I can use sed commands in separate file but I'll have to create it dynamically since all replacement strings are collected into an array over 300 elements long, populated from another HTML page that could change in future. Or I could loop though the array and execute sed command in each iteration, but I believe it would be much slower.
This is generally good solution for processing the whole file, but would be too slow for line-by-line processing.

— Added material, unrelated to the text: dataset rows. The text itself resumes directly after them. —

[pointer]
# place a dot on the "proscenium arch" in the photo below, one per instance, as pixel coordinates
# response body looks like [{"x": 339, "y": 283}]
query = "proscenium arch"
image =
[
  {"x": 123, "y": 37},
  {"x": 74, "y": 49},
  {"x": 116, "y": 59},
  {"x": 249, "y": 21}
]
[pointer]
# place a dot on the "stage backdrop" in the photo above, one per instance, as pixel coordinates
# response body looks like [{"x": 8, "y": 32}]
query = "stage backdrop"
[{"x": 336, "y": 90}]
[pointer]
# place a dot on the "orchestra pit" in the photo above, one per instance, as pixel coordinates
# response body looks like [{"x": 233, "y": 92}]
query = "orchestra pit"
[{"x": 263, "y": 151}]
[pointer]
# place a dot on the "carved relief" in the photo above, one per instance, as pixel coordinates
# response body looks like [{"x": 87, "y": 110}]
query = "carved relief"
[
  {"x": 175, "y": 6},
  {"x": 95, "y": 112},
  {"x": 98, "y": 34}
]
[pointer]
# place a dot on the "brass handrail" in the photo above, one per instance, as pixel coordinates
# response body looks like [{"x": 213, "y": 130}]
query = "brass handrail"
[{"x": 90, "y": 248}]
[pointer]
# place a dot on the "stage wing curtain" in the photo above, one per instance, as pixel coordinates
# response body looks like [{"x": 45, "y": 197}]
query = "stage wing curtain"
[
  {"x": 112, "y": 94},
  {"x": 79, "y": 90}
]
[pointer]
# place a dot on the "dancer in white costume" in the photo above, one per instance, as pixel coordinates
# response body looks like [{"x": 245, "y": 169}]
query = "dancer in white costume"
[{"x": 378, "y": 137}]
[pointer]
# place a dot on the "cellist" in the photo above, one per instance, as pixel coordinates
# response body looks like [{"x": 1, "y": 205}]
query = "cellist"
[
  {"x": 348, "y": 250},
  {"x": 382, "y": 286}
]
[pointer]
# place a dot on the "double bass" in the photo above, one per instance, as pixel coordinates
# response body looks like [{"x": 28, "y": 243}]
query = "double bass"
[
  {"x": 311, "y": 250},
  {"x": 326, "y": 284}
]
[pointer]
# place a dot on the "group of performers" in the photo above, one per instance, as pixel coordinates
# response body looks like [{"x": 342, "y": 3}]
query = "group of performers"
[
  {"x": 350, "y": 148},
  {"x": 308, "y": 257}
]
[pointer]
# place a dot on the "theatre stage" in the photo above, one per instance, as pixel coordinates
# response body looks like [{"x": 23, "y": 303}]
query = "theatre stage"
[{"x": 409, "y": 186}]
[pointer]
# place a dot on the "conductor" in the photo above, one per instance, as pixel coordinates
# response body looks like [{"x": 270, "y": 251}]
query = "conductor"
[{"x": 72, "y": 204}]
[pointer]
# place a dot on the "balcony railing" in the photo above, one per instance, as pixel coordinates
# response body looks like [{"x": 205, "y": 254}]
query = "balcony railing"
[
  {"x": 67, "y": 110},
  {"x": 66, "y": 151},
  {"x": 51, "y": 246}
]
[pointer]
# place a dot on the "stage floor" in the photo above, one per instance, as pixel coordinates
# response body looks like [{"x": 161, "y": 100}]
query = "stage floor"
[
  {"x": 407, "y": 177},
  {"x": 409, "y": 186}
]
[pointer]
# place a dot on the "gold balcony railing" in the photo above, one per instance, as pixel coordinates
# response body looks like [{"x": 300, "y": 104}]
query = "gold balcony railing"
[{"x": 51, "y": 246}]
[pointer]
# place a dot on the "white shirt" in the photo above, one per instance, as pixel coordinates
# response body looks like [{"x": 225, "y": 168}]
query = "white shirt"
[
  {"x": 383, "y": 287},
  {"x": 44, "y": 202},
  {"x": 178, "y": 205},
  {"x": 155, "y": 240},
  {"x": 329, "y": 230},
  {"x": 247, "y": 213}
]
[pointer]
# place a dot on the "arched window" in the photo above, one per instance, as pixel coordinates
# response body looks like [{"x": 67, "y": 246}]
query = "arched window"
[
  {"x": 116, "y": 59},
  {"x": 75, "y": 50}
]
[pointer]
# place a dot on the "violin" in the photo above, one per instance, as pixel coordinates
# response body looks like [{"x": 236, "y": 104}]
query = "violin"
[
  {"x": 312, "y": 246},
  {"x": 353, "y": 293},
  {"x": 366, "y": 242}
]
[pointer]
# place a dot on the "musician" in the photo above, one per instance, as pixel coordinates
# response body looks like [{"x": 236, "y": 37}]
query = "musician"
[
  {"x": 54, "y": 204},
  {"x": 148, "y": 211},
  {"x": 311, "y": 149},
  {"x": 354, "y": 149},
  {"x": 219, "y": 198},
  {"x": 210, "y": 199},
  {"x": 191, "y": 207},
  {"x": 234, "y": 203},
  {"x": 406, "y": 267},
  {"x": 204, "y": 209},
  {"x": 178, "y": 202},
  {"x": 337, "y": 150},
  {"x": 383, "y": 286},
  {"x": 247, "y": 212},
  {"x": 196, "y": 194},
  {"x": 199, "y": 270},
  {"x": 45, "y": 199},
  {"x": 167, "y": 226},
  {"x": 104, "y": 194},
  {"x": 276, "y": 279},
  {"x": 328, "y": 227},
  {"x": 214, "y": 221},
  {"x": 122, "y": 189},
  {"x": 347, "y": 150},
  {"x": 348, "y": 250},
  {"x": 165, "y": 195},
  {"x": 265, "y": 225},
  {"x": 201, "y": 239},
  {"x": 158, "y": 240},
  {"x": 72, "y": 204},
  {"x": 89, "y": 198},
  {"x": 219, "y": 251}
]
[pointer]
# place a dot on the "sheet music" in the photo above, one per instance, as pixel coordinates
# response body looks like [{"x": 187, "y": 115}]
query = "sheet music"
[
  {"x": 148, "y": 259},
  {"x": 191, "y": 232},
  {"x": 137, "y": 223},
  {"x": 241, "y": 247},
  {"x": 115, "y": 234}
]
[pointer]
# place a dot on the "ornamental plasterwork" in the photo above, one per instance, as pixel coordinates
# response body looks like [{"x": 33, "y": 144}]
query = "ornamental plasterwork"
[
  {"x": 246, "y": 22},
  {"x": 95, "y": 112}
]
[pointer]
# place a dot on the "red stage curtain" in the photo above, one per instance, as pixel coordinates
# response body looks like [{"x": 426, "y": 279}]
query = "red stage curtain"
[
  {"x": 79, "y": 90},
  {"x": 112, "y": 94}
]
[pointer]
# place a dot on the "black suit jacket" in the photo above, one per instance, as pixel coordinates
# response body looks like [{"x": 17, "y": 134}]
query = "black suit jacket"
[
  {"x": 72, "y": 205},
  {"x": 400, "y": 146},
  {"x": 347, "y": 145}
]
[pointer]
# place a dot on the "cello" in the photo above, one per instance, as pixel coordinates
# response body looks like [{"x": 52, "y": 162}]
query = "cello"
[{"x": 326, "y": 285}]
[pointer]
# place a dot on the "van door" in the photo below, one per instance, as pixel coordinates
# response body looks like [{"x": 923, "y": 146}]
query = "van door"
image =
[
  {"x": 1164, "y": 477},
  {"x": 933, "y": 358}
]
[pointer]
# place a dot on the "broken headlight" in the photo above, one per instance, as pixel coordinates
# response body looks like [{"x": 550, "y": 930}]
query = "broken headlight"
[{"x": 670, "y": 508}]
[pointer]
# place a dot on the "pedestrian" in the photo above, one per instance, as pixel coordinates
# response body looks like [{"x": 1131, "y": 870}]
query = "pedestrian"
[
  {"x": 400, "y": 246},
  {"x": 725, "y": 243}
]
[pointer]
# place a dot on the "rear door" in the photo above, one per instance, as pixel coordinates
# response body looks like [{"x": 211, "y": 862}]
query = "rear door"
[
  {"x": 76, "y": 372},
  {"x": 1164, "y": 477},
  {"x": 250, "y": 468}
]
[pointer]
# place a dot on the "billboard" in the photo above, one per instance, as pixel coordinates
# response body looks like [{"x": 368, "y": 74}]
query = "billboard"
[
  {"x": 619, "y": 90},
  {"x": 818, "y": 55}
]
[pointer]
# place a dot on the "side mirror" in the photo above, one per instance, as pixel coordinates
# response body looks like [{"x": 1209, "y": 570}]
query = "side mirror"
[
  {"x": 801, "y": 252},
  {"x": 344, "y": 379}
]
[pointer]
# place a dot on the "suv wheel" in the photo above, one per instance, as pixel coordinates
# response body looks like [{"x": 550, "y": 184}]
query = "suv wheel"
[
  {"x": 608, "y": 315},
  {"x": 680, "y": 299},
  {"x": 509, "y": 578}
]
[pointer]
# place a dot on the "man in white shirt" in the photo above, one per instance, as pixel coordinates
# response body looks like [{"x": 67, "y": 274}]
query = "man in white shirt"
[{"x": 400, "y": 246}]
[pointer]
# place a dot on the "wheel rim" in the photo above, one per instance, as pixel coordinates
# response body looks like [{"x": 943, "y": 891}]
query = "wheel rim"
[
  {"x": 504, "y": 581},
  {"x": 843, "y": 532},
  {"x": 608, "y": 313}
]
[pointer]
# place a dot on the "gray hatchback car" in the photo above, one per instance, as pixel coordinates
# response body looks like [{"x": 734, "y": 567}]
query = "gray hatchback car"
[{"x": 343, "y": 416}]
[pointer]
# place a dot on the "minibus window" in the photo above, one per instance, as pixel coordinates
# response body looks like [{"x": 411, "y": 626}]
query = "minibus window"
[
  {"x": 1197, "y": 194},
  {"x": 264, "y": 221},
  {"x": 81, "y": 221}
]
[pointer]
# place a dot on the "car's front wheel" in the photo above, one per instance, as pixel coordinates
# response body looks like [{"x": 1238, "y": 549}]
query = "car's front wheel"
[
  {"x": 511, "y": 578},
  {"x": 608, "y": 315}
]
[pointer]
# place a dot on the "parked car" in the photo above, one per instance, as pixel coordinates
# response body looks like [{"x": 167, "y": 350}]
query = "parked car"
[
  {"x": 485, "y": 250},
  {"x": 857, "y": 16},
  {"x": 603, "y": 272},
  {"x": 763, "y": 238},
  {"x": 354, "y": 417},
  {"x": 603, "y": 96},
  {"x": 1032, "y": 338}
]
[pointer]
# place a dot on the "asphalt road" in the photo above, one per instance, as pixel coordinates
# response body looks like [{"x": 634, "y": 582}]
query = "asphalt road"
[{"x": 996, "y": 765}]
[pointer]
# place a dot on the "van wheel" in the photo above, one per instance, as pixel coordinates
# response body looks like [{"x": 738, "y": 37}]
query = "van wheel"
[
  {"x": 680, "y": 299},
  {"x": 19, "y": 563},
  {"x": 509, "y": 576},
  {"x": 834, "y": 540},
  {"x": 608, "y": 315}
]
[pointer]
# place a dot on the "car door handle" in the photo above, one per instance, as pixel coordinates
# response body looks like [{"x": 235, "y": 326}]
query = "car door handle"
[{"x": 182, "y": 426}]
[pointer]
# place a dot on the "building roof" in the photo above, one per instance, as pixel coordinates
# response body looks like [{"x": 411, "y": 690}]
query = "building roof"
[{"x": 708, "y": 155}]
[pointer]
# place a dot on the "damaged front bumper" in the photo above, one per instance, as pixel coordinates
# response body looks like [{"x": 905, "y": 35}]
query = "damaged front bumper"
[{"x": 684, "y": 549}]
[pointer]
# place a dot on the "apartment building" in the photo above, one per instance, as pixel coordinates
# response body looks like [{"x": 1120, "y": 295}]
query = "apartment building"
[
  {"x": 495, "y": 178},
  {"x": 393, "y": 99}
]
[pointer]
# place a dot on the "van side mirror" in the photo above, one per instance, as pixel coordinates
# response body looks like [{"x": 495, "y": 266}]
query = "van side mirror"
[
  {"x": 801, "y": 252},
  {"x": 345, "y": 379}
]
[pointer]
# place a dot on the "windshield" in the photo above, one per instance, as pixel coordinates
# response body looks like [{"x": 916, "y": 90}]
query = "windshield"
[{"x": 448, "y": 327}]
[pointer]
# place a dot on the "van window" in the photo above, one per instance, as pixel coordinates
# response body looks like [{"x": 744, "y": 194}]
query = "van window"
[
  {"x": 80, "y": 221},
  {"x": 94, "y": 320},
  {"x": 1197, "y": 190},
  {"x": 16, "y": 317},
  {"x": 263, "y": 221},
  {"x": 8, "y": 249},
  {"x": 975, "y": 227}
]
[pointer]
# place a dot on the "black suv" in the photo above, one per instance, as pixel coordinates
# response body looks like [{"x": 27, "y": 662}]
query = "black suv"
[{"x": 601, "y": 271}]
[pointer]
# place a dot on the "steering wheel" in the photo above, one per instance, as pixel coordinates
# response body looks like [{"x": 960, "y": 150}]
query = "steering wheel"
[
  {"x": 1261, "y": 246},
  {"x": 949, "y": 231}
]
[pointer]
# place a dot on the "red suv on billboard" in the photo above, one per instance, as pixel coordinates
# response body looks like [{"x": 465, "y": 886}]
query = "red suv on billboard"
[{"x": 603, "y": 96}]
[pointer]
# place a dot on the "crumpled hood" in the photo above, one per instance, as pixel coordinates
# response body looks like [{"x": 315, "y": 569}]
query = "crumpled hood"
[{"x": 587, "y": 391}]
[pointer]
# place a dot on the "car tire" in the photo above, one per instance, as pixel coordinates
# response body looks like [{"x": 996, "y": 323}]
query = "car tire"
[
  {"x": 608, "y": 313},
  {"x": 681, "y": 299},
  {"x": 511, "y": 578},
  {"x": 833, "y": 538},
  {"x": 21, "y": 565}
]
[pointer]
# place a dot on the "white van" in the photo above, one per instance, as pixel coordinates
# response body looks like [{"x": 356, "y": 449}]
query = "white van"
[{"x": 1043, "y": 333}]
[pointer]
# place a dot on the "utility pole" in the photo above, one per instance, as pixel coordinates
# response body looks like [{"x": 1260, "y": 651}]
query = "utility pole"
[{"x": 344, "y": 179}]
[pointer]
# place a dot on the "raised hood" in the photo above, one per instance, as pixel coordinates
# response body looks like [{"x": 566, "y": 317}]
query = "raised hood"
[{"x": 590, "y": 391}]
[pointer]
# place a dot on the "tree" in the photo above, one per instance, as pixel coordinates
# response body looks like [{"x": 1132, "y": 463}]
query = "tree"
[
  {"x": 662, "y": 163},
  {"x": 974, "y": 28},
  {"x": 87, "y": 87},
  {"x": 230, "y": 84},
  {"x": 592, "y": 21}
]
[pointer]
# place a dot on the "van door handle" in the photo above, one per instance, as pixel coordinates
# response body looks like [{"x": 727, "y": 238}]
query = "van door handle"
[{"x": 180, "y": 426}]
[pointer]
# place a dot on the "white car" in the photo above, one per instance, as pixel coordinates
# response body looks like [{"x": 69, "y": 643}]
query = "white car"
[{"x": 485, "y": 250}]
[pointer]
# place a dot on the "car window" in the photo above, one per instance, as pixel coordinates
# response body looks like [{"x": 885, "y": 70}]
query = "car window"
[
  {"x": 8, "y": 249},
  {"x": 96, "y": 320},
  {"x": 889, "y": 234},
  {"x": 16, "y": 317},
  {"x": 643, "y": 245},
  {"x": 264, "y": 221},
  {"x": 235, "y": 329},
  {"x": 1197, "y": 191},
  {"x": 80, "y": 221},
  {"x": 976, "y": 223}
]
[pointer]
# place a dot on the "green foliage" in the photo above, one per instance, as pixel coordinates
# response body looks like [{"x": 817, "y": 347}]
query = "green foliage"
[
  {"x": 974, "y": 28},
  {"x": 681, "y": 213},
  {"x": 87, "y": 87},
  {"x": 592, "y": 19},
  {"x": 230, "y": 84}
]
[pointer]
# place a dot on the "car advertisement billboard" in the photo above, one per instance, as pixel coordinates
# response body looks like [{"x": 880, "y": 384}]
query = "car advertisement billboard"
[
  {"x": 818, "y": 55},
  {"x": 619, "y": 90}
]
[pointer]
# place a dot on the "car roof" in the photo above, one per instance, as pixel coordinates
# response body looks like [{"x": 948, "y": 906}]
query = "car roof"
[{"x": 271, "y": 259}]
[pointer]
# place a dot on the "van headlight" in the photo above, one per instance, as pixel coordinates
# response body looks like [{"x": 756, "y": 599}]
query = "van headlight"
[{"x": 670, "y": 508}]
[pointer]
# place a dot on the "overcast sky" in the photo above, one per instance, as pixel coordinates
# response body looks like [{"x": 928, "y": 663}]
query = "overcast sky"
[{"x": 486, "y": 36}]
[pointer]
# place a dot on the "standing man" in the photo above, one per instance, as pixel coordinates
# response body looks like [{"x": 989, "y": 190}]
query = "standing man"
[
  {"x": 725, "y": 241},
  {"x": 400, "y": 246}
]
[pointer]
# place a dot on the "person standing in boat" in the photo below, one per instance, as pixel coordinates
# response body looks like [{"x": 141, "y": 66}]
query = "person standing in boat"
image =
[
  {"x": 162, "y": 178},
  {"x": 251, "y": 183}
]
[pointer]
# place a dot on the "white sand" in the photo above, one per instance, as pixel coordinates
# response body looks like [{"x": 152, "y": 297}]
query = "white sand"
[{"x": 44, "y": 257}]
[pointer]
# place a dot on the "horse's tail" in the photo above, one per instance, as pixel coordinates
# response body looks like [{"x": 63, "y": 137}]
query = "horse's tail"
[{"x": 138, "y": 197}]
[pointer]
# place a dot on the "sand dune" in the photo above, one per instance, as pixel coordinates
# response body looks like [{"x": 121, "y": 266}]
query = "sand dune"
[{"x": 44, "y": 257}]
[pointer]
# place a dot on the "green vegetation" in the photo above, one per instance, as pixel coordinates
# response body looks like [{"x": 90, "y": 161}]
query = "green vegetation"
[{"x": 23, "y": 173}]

In mean time, I come up with this solution that doesn't even involve sed:
if [ -n $( echo $line | grep '<a name="' ) ]; then
OIFS=$IFS
IFS='<'
line2=
for word in $line; do
pos=$( expr index "$word" '>' )
if [ $pos -ne 0 ]; then
if [ ${word:0:8} == "a name=\"" ]; then
indx=${word:8:(( $pos - 10 ))}
if [ ${references[$indx]} ]; then
word="\\index{"${references[$indx]}"}"${word:$pos:(( ${#word} - $pos ))}
else
word=${word:$pos:(( ${#word} - $pos ))}
fi
else
word="<"$word
fi
fi
line2+=$word
done
IFS=$OIFS
line=$line2
fi
$line is the line of text currently processed, and references is the array containing replacement strings.
The idea is to break the line on '<'s, and then search for '>' in each segment. If we find a name="..."> inside then we replace it with suitable array element (or delete it if such doesn't exist). If not, that means we found some other (still not processed) tag, so we put back the '<'. Works like a charm.